"Stone Temple" :- It was that point in the day where late afternoon was fading into early evening. We'd been out on the moors for a few hours and had decided to top off the day with a quick drive out to the mighty Hound Tor. Having parked the car we then embarked on a gentle 10 minute stroll up the grassy and rock strewn hill. As we were getting nearer the tor in front of us was growing to an immense size, the shear scale of it was breathtaking. The tor is actually two separate rock masses and is known as an 'avenue tor' and it's actually listed in the Domesday Book of 1086 as 'Hundatora'. We wandered around the tor in a clockwise manner for a while and then came across this section. It looked like a long forgotten temple or castle or like the entrance to the hall of the Mountain King. I could have stayed up there for hours, it's a truly calming and inspirational place.

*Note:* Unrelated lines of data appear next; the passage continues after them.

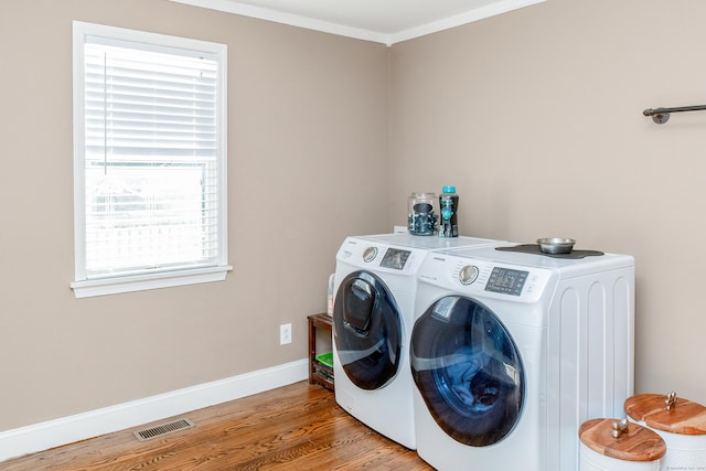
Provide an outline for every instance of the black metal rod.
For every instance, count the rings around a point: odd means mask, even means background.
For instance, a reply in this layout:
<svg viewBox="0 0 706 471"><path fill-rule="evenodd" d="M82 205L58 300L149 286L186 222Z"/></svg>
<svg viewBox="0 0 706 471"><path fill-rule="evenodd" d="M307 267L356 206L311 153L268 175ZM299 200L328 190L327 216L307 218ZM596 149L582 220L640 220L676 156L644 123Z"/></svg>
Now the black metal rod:
<svg viewBox="0 0 706 471"><path fill-rule="evenodd" d="M703 111L706 110L706 105L695 105L695 106L677 106L675 108L648 108L642 114L644 116L654 116L654 115L664 115L670 113L681 113L681 111Z"/></svg>

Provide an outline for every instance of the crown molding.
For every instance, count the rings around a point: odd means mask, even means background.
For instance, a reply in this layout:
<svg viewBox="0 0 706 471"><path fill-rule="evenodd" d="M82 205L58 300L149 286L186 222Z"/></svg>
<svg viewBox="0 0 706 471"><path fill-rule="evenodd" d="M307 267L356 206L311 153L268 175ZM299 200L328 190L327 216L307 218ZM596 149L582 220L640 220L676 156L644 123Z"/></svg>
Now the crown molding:
<svg viewBox="0 0 706 471"><path fill-rule="evenodd" d="M243 17L255 18L258 20L272 21L276 23L288 24L291 26L304 28L308 30L321 31L324 33L336 34L357 40L372 41L392 46L402 41L413 40L427 34L460 26L462 24L472 23L485 18L495 17L509 11L518 10L546 0L499 0L489 6L470 10L466 13L453 15L443 20L434 21L410 28L395 33L384 33L378 31L370 31L359 28L351 28L343 24L314 20L291 13L270 10L252 4L239 3L235 0L170 0L175 3L184 3L193 7L207 8L210 10L218 10L226 13L239 14Z"/></svg>

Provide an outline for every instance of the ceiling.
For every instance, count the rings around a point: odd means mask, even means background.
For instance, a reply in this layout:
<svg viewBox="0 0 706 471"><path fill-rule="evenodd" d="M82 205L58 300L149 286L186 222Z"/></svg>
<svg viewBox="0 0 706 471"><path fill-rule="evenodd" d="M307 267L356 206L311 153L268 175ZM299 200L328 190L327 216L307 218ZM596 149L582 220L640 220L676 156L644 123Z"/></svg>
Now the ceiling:
<svg viewBox="0 0 706 471"><path fill-rule="evenodd" d="M171 1L392 45L545 0Z"/></svg>

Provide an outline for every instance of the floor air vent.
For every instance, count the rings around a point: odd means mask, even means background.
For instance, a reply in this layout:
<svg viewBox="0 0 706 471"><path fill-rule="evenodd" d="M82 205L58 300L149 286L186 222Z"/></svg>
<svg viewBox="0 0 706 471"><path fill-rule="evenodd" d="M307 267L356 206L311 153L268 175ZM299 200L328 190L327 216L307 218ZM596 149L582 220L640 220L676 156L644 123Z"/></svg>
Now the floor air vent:
<svg viewBox="0 0 706 471"><path fill-rule="evenodd" d="M158 425L157 427L146 428L145 430L135 431L135 436L138 440L151 440L152 438L161 437L173 431L185 430L188 428L195 427L194 422L189 419L179 419L169 424Z"/></svg>

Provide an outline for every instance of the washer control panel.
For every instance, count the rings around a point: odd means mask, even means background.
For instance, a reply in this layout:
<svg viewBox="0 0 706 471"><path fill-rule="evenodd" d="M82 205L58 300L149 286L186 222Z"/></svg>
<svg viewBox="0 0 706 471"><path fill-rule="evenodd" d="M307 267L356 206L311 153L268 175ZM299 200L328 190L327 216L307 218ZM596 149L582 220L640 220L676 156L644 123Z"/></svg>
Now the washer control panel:
<svg viewBox="0 0 706 471"><path fill-rule="evenodd" d="M461 285L470 285L478 279L480 270L475 265L467 265L459 271L459 281Z"/></svg>
<svg viewBox="0 0 706 471"><path fill-rule="evenodd" d="M430 254L419 269L419 281L467 295L534 302L547 287L552 274L545 268Z"/></svg>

"The Cactus Gallery" :- Brighton seafront has changed quite a bit over the last 20 years or so. I remember in the 80's it was an area that few ventured down to and much of it was run down and in a very story state. Then out of the blue a regeneration project was underway and the front was given a new lease of life. It was suddenly vibrant and arty. Bars and clubs opened up and small galleries sprang up here and there selling prints and original works of art. The artist quarter is a varied selection of galleries located down in the arches on the lower promenade. The arches themselves were built (circa) 1890 and were once used to house fishermens boats and nets etc. In this shot you can see four arches which are (left to right) TONSAI II Arch 239 & 240, The Cactus Gallery Arch 242, Ruby Pier Gallery Arch 243 and Dave Downer Arch 244.

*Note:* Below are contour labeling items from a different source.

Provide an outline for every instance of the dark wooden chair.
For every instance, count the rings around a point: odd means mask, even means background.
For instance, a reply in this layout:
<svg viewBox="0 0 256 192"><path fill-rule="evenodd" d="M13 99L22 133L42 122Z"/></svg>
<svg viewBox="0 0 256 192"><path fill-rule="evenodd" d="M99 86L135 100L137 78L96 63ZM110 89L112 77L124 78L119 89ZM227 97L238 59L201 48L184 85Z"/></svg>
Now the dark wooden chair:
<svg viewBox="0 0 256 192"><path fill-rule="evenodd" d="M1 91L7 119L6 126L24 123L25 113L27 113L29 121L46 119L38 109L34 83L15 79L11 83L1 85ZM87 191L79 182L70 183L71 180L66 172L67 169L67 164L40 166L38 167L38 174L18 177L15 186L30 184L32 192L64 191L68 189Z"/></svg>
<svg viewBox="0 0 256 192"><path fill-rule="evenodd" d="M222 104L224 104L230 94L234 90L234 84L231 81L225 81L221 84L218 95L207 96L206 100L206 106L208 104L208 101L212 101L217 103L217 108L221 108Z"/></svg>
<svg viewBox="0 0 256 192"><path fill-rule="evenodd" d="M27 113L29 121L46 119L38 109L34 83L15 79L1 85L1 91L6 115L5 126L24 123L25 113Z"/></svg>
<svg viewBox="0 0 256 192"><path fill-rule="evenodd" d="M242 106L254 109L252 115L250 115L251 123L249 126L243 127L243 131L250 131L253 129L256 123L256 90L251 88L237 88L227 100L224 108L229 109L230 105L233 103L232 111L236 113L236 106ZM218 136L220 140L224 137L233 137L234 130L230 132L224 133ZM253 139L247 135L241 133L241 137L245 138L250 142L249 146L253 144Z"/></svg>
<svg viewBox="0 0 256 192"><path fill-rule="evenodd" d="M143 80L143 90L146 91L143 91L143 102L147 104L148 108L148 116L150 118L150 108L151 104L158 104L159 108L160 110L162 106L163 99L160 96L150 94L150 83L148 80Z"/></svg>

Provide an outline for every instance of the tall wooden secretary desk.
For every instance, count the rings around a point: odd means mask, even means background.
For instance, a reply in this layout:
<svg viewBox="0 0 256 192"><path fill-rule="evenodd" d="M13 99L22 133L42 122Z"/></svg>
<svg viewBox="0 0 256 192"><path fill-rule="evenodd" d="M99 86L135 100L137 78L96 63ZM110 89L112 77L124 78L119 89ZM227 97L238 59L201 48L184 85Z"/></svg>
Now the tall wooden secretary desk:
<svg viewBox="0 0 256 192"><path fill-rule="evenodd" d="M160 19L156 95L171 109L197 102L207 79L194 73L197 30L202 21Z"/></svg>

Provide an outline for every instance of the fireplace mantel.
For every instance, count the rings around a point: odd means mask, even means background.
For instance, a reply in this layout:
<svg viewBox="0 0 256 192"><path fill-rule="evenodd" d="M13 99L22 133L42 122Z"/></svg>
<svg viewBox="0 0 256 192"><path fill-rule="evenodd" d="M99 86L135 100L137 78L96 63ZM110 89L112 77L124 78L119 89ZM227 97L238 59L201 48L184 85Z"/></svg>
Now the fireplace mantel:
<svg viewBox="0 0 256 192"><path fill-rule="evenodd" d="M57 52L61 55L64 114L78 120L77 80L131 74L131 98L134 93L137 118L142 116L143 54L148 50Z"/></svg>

"On Track" :- My back was virtually against the huge marina wall for this shot. The sea had got bored and wandered off for a while leaving all the bits that are normally hidden from view exposed to the dying light of the day. It was quiet and tranquil. The sun couldn't quite make up its mind what colour to paint everything so the shades and hues were changing by the minute.What you may not have realised with this shot is that I was standing smack in the middle of a giant set of tracks. The larde rocks aren't rocks at all but huge concrete sleepers that were laid at the end of the 1800's to carry Magnus Volk's "Brighton and Rottingdean Seashore Electric Railway". The "Pioneer" (also known by its nickname 'Daddy Long Legs') was a relatively short lived project as the unique coastline railway only ran through the waters of the English Channel between 1896 and 1901. The tracks, "Pioneer" itself and other parts of the venture were eventually sold off for scrap but at low tide some of the concrete sleepers can still be seen. If you follow the line down towards the breakwater on the right you'll notice it curves off to the right. Follow it around and up the beach and it will lead you to the Grade II listed Paston Place Groyne (also known in Brighton as "Banjo Groyne") which was used as the landing stage for the "Pioneer".